Wenn ich auf unsere Anthroposophische Gesellschaft schaue, würde ich von einer Gemeinschaft von Menschen sprechen, die sich für die Pflege und Entwicklung der Anthroposophie zusammengefunden hat. Dafür braucht es die Entwicklung von neuen Ideen und die Achtung und Wertschätzung des Gewordenen. Außerdem ist eine gesunde wirtschaftliche Basis nötig, damit Ideen und Initiativen eine äußere Gestalt bekommen können. Und natürlich sind gesunde Verabredungs- und Kommunikationswege notwendig. Die äußere Form für das beschriebene gesellschaftliche Leben ist in unserem Falle der Verein. In seinen Statuten wird die Idee oder der Zweck der Anthroposophischen Gesellschaft, die Verteilung der vorhandenen Güter und der zwischenmenschliche Umgang beschrieben. Damit ist dies so lange festgelegt, bis die Gemeinschaft der Mitglieder eine Änderung beschließt. Je größer eine Gemeinschaft ist, desto wichtiger sind festgelegte Verabredungen. Ohne Verabredungen zerfallen die Ideen in Einzelinterpretationen, die zu verteilenden Gelder werden unter Umständen ungerecht oder selbstbezogen verteilt und an die Stelle verlässlicher Verabredungen tritt Willkür. Die jährliche Mitgliederversammlung dient der Frage: Stimmen unsere Verabredungen bezüglich unserer Ideen, Geldverteilung und Verabredungen noch oder wollen wir etwas ändern und entwickeln? Wird diese Frage zu wenig ergriffen, dann dient der Verein nicht mehr der Gesellschaft, sondern die Gesellschaft dient dem Verein und reduziert sich immer mehr zu verhärteten Regularien.

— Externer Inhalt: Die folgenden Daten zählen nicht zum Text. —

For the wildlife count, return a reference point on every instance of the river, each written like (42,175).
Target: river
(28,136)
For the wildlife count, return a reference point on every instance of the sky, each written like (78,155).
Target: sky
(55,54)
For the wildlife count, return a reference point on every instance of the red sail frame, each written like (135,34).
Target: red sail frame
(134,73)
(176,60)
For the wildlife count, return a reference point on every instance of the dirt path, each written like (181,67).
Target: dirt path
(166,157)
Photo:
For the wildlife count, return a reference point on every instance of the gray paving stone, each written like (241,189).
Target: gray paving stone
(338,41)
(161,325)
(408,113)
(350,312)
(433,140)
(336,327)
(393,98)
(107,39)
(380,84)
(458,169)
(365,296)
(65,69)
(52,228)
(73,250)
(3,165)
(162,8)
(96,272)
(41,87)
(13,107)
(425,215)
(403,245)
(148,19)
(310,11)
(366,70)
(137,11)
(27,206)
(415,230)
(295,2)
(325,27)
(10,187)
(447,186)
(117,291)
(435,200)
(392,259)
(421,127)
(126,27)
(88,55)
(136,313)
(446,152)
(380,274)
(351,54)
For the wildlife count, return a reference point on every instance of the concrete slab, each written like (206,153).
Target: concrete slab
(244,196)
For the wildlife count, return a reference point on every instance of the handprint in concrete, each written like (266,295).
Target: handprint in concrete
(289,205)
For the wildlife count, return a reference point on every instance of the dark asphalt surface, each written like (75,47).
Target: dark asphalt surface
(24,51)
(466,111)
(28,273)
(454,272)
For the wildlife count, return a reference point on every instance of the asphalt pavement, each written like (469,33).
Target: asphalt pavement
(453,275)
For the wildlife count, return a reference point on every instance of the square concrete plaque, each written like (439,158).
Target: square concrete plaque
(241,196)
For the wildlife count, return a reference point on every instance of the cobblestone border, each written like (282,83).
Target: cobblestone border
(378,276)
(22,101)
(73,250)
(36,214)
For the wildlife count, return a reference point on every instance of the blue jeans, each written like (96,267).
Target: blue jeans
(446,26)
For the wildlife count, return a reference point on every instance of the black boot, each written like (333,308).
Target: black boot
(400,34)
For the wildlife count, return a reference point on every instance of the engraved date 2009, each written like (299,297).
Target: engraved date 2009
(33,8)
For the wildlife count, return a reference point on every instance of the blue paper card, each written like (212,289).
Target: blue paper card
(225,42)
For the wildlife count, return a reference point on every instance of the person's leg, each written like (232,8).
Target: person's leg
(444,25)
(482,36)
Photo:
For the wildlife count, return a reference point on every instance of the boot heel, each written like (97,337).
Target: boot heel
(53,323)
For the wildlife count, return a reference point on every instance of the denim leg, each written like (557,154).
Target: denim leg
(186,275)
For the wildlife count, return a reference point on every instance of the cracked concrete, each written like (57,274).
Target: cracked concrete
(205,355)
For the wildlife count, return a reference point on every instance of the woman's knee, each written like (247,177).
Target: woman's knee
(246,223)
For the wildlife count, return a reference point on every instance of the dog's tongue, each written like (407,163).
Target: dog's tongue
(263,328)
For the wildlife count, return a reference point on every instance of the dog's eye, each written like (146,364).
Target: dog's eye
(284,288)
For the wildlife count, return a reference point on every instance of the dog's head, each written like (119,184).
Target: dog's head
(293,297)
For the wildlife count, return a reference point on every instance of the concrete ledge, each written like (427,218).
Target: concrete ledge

Vielleicht können wir die kommende Jahrestagung und Mitgliederversammlung, die vom 20. bis 22. Juni 2025 in Hamburg stattfinden wird, dafür nutzen, die Frage nach einem nächsten Entwicklungsschritt für die Anthroposophische Gesellschaft in Deutschland zu stellen, sodass die Gemeinschaft der sich für die Anthroposophie einsetzenden Menschen und ihr Vereinskleid wieder besser zusammenwachsen können. Wir möchten Sie schon jetzt sehr herzlich zur Teilnahme und Mitarbeit einladen.